How do surreal numbers relate to real numbers? I had the impression that surreal numbers were a subset of reals, being the smallest possible interval away from any other number you could specify. Now, after reading the book, “Surreal Numbers”, it seems that reals are a subset of surreals since 'surreal construction’ in the book includes, the naturals, the rationals, and, eventually, the reals. Just how surreal numbers relate to reals?
 A: The surreal numbers contain a copy of the reals, and many numbers unlike what the reals have, too. The first sentence of the wikipedia page for the surreals confirms.
Specifically, the surreals bounded between integers (like $- 100<x<100$) which are the "simplest" between all (dyadic) rational shifts (like $x=\{x-\frac{1}{2^n}|x+\frac{1}{2^n}\}$) can serve as the real numbers.

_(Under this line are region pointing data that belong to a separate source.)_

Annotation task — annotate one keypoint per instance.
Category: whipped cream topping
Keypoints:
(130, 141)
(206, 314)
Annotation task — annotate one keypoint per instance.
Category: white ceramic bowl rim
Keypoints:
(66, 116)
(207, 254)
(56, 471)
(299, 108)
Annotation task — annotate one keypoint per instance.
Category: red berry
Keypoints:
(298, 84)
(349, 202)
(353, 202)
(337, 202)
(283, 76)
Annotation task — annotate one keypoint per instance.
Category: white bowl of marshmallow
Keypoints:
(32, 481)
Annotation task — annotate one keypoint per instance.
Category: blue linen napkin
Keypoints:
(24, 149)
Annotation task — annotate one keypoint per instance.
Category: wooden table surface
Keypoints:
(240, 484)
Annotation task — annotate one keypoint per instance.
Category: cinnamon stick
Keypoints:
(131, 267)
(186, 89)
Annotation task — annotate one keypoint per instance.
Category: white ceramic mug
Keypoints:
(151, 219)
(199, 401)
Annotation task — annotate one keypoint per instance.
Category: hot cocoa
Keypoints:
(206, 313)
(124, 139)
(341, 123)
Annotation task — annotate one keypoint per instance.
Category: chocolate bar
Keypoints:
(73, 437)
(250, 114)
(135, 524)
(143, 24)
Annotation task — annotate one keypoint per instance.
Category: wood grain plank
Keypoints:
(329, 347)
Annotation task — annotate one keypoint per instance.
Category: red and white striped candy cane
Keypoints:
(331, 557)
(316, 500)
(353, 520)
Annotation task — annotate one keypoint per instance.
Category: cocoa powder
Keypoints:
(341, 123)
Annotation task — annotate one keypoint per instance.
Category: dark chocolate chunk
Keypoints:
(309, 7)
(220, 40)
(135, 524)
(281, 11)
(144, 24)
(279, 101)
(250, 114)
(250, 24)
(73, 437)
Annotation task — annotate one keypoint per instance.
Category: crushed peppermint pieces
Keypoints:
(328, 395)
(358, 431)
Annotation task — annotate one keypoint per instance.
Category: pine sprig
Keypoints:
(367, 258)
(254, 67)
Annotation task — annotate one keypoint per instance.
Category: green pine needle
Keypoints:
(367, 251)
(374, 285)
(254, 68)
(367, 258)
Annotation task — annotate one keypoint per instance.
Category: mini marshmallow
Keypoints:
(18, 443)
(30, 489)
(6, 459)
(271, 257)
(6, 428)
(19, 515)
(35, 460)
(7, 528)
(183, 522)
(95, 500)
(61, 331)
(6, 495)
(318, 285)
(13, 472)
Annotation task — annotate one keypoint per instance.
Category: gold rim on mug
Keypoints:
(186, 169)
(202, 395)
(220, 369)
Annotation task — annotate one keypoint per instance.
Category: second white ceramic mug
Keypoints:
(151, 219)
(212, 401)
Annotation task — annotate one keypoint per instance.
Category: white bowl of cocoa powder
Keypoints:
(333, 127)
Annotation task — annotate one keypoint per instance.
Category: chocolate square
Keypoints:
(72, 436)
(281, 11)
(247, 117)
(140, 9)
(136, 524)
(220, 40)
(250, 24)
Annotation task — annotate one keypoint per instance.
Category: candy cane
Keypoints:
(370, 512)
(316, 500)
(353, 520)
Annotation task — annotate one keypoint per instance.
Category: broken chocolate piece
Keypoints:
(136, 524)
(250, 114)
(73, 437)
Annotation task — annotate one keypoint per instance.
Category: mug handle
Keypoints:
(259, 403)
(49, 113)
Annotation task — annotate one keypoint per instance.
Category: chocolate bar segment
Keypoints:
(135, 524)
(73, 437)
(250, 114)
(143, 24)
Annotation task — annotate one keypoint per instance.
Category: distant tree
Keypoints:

"being the smallest possible interval away from any other number you could specify" I'm not sure what you meant by this, but if you can specify some interval, you can generally divide it by 2 to get a smaller one. And in the surreals, you could divide it by something greater than every positive integer to get a much smaller one.
A: One could say that the surreal numbers are in a sense the ordered field consisting of the largest superset of the real numbers, were it not that there are so many surreal numbers that they don't even fit into a set!
One might characterize the real numbers as the largest subfield of the surreal numbers that does not contain any infinite numbers.